EU banks are leaving out details regarding the specific ESG risks they face when reporting their overall risk exposure, the Spanish national central bank (BDE) has said.
Such disclosures are made annually under the EU’s banking supervisory framework and determine the minimum statutory capital buffers that banks will need to keep to offset potential risks and losses. Under the rules, banks are required to disclose information relating to their risks, capital adequacy, and policies for managing those risks.
But a BDE study of reports filed between 2019 and 2020 found that that EU banks only “tend to give generic references to ESG concepts”. According to the supervisor, the most commonly reported risks related to climate change and the environment – at just under 40% of banks in 2020.
However, less than 20% of reporting banks provided details on the underlying transition and physical risks of climate change, while only around 10% reported social and governance risks. BDE noted that it had removed the majority of governance risk reporting from the figure, as banks had had largely reported on their own governance, when they should have focused on the governance risks of clients and other balance sheet assets.
BDE also found that less than 20% of banks referenced the EU green taxonomy and ESG ratings which apply to their portfolio activities.
The supervisor examined the disclosures of 106 large EU banks over two consecutive years as part of the study.
EU banks have not been explicitly required to report ESG risks in the past but they will soon be required to disclose a broad range of metrics under incoming rules announced last year. From June 2022 onwards, banks will be required to disclose the extent of their alignment with the green taxonomy, financed carbon emissions, exposure to “fossil fuel companies excluded from sustainable climate benchmarks” and progress towards net zero goals, among others.
It comes as the EU prudential regulator, the European Central Bank (ECB), warned banks that it would consider climate and environmental risks when determining bank capital requirements from this year onwards.
“2022 will be the year that C&E risks become integrated in the day-to-day activities of our joint supervisory teams, who are in constant contact with banks. These risks will come to form an integral part of our ongoing dialogue with supervised entities and the supervisory review and evaluation process, the SREP,” said ECB supervisory board vice-chair Frank Elderson in a speech last month.
“This will ultimately influence banks’ minimum capital requirements,” he concluded.

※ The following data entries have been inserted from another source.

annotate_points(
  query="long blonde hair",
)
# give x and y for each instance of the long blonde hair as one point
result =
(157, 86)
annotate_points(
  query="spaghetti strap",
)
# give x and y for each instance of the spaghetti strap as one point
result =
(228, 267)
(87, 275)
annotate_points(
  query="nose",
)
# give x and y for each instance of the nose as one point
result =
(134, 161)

While the EU’s existing legislative framework for capital requirements – as set out by the Capital Requirements Directive and Regulation – does not have specific provisions for climate risks, its focus on materiality means that climate and environment issues should be considered “taking into account the specificities of the respective business model, operating environment and risk profile”, according to ECB guidance released in 2020.
Within the medium term, the EU hope to establish a bloc wide position on the use of differentiated regulatory treatments for assets based on climate-risk – for example, by reducing the capital requirements for green assets or increasing requirements for polluting assets. Although the approach has been around for some time, it has proven to be controversial among regulators and has not been put into practice.
The European Banking Agency is due to deliver a research brief on the topic to the EU Commission in 2023.